Le film s'en inspire donc pour cette histoire d'un pianiste noir, esthète, cultivé, de surcroît homosexuel qui part en tournée et se voit accompagné d'un chauffeur blanc, plutôt franchouillard et brut de décoffrage. Au fil de la route, Tony, le chauffeur, admire de plus en plus le talent de musicien de Don et réalise la discrimination dont ce dernier est victime en certains endroits. C'est surtout l'hypocrisie qui l'écoeure : Don est accueilli avec affabilité lorsqu'il se produit dans des réceptions ou certains clubs mais rejeté par ces mêmes personnes dès qu'il n'est plus sur scène. On accepte le musicien, pas le noir. On l'applaudit quand il joue devant les invités mais on le prie d'aller dîner à l'office...
Les deux hommes sympathisent bientôt en dépit de leurs différences et de leurs caractères opposés...
(Image : benzinemag.net)
On aurait pu s'attendre à du basique, avec un thème qui l'est tout autant : deux personnes que tout oppose forcées de rester ensemble et apprenant au fil du temps à se connaître et s'apprécier. Mais la justesse des deux acteurs principaux sauve tout. Loin d'Aragorn, Viggo Mortensen est impeccable et confirme son virage, loin d'Hollywood, son engagement dans un cinéma différent, éloigné des blockbusters et du commercial. Il est ici un type de base, plutôt simple, empâté et lourd, physiquement même, mais pas méchant, un brave gars dans le fond. Mahershala Ali est lui une révélation, tout aussi impeccable dans son rôle de pianiste cultivé, raffiné et même arrogant par moments. Un personnage qui se contredit même, furieux qu'on lui interdise, parce que noir, de jouer en public les grands classiques mais qui refuse de jouer du Blues parce que musique trop vulgaire pour quelqu'un de son talent et de son éducation.. Certaines scènes sont drôles, grinçantes et naviguent entre humour et gravité. Ces deux là forment un tandem qui fonctionne sans problème.

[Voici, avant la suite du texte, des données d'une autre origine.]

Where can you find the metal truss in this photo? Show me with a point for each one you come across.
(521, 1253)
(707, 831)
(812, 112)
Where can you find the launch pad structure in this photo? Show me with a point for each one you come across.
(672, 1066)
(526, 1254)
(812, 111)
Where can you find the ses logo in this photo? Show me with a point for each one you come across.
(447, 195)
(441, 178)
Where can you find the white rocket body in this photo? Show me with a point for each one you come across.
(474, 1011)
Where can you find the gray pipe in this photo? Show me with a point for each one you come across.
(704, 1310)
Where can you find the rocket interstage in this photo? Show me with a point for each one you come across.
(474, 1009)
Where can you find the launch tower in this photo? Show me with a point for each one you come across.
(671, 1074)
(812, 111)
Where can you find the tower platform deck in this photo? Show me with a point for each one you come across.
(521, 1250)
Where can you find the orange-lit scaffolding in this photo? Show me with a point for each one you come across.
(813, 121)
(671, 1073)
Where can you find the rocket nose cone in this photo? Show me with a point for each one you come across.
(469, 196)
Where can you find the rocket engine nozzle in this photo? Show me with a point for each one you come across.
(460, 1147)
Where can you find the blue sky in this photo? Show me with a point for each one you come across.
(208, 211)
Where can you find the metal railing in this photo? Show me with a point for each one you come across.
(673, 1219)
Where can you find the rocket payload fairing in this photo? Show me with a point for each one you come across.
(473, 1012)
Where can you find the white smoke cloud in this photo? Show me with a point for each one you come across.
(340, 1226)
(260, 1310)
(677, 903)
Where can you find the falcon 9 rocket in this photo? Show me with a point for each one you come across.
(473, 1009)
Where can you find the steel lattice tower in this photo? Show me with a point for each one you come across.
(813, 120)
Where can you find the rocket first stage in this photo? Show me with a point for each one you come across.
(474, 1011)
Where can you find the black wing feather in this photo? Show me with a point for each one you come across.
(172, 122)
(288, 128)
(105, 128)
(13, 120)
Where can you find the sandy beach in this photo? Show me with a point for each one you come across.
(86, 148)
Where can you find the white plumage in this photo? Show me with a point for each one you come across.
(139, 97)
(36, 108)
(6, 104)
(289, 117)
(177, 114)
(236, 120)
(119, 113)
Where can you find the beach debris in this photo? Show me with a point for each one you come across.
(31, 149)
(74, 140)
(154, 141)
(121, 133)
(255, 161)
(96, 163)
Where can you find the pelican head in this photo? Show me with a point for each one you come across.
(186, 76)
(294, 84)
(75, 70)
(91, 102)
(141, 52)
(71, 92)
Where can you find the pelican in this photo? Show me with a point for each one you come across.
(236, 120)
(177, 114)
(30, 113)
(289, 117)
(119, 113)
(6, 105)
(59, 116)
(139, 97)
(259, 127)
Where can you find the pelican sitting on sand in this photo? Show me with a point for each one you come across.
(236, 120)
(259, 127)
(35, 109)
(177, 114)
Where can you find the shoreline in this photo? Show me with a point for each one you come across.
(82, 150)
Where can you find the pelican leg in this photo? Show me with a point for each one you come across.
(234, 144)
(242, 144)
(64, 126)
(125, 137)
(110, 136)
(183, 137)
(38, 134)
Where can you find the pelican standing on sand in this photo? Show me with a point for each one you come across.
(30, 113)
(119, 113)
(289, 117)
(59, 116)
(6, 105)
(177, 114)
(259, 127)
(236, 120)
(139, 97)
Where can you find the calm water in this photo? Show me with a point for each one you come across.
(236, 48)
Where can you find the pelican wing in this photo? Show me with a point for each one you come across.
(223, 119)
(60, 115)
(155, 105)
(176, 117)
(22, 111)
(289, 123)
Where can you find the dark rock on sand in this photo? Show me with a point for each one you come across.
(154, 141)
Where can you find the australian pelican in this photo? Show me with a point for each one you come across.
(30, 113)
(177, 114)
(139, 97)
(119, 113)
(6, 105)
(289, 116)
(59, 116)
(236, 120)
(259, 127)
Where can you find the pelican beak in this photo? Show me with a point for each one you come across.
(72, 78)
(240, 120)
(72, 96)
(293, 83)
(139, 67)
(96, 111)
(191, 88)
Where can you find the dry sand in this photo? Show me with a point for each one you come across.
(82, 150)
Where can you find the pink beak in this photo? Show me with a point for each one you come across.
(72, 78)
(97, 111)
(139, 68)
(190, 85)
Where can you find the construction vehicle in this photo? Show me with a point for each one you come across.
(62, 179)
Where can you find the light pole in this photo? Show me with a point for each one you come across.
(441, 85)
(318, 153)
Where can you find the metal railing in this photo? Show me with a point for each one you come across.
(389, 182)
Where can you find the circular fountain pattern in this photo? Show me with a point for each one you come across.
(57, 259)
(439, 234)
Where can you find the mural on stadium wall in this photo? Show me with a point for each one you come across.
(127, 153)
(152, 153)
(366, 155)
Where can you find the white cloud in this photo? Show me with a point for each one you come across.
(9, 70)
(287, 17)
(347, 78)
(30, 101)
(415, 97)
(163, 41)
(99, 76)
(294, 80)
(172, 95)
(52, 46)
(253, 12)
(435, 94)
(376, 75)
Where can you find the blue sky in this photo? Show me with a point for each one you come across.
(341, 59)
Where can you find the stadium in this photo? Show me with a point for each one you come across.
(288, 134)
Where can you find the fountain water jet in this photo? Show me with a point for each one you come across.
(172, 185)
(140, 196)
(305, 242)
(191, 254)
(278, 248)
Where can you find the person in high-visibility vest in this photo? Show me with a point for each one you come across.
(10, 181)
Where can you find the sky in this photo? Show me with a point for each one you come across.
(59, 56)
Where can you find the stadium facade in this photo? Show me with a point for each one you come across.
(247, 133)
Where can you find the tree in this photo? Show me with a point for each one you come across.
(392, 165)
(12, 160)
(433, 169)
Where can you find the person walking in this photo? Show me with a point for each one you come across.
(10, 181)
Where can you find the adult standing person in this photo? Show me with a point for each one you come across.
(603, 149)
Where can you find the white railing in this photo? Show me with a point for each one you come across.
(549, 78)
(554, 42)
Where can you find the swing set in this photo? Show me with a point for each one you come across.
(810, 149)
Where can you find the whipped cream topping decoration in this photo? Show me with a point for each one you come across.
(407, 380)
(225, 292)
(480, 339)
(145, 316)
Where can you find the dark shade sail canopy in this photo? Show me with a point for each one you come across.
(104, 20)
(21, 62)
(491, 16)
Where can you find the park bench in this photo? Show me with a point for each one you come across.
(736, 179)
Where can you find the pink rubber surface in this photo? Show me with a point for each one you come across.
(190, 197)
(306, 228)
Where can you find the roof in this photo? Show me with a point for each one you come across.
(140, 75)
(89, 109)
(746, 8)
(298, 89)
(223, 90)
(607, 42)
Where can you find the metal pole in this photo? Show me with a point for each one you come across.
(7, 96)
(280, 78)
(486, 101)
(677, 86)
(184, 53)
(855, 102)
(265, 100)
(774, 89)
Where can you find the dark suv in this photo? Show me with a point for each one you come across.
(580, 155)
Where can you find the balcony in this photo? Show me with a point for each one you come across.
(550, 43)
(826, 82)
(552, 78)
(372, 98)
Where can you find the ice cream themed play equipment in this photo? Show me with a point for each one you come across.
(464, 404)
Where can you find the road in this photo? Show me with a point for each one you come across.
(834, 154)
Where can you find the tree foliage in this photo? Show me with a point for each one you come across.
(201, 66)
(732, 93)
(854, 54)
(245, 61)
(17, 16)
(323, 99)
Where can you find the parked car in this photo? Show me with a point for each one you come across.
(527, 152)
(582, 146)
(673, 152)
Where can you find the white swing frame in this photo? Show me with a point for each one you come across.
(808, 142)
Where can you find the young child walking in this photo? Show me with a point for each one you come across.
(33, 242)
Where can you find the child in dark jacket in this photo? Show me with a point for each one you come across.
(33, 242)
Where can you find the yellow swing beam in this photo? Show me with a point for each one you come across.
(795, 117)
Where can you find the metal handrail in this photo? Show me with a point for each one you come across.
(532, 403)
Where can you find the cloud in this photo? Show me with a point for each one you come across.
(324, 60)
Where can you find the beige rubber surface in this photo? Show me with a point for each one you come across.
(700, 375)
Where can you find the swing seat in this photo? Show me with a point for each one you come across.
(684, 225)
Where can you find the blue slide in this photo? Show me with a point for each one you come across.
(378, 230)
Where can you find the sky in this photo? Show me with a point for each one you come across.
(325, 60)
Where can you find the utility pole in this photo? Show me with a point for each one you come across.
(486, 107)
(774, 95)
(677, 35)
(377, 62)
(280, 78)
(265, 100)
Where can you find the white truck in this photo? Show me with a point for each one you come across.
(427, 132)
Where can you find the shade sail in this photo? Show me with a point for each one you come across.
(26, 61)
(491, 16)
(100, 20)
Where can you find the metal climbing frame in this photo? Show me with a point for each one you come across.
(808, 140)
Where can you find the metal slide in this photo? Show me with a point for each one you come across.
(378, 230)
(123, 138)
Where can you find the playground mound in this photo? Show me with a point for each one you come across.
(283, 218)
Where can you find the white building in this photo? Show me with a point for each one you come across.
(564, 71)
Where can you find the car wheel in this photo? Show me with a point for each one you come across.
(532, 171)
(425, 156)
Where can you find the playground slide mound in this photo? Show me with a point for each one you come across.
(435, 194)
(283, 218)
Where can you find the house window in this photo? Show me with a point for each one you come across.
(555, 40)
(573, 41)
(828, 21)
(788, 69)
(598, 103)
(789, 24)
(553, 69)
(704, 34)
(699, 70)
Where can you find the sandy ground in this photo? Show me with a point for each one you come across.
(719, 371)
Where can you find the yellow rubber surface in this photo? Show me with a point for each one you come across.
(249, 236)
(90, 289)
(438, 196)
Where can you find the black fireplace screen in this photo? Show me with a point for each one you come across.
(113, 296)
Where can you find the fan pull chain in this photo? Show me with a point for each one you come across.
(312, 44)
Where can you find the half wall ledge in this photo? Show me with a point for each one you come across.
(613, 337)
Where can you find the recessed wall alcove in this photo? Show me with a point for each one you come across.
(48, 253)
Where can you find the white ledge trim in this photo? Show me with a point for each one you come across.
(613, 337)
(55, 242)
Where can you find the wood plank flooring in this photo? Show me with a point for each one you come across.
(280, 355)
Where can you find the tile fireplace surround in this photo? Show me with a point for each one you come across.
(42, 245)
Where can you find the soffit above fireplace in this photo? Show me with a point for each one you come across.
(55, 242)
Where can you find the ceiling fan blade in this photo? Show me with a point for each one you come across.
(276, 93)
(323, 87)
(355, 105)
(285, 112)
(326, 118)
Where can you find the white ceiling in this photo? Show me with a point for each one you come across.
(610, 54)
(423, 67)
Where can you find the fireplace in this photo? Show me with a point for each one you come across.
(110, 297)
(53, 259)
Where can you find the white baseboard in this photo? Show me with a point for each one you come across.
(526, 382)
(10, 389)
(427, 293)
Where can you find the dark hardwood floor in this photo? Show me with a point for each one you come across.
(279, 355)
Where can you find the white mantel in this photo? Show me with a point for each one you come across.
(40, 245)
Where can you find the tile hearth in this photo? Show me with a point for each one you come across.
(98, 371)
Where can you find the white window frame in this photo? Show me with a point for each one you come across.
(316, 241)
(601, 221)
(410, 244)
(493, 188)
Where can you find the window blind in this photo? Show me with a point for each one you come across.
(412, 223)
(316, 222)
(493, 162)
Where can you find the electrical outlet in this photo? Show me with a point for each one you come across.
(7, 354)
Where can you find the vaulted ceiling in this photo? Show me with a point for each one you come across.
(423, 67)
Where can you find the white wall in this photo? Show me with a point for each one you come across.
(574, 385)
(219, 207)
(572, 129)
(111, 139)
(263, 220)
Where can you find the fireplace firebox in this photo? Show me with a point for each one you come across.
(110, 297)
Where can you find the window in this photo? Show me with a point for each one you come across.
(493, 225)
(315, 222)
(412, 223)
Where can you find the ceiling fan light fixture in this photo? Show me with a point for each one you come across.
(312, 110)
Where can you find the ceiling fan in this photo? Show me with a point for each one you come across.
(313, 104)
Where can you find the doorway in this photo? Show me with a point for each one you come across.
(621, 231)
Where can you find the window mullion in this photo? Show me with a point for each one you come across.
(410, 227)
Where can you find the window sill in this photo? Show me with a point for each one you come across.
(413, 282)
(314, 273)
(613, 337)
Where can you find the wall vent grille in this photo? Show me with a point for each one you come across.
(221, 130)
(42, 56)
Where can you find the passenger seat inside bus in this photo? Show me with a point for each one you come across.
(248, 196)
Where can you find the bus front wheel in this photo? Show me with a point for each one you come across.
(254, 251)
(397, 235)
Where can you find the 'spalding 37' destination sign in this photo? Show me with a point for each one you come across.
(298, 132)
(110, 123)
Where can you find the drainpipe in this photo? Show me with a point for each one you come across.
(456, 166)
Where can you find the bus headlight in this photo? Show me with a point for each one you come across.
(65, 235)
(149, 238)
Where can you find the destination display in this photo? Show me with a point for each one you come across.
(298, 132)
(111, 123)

Mais le film est à voir également pour son cadre, son histoire. Ce road-movie à travers le Vieux Sud ségrégationniste est une véritable leçon d'histoire, une claque dans la gueule quand on se dit que ça a existé, en Amérique, ce guide pour que des noirs puissent voyager, boire un verre, dîner ou dormir sans se faire casser la gueule ou voir refuser l'entrée... Et on en sort avec un sale goût dans la bouche, avec une image bien ternie du pays de la statue de la Liberté qui, à cette époque, avait manifestement éteint sa torche...
Oscar du meilleur film,
Green book est à voir, porté par un duo formidable, avec de bons seconds rôles, au long de cette virée dérangeante dans un Vieux Sud envoûtant où le temps semble s'être arrêté mais où l'envers du décor donne la nausée.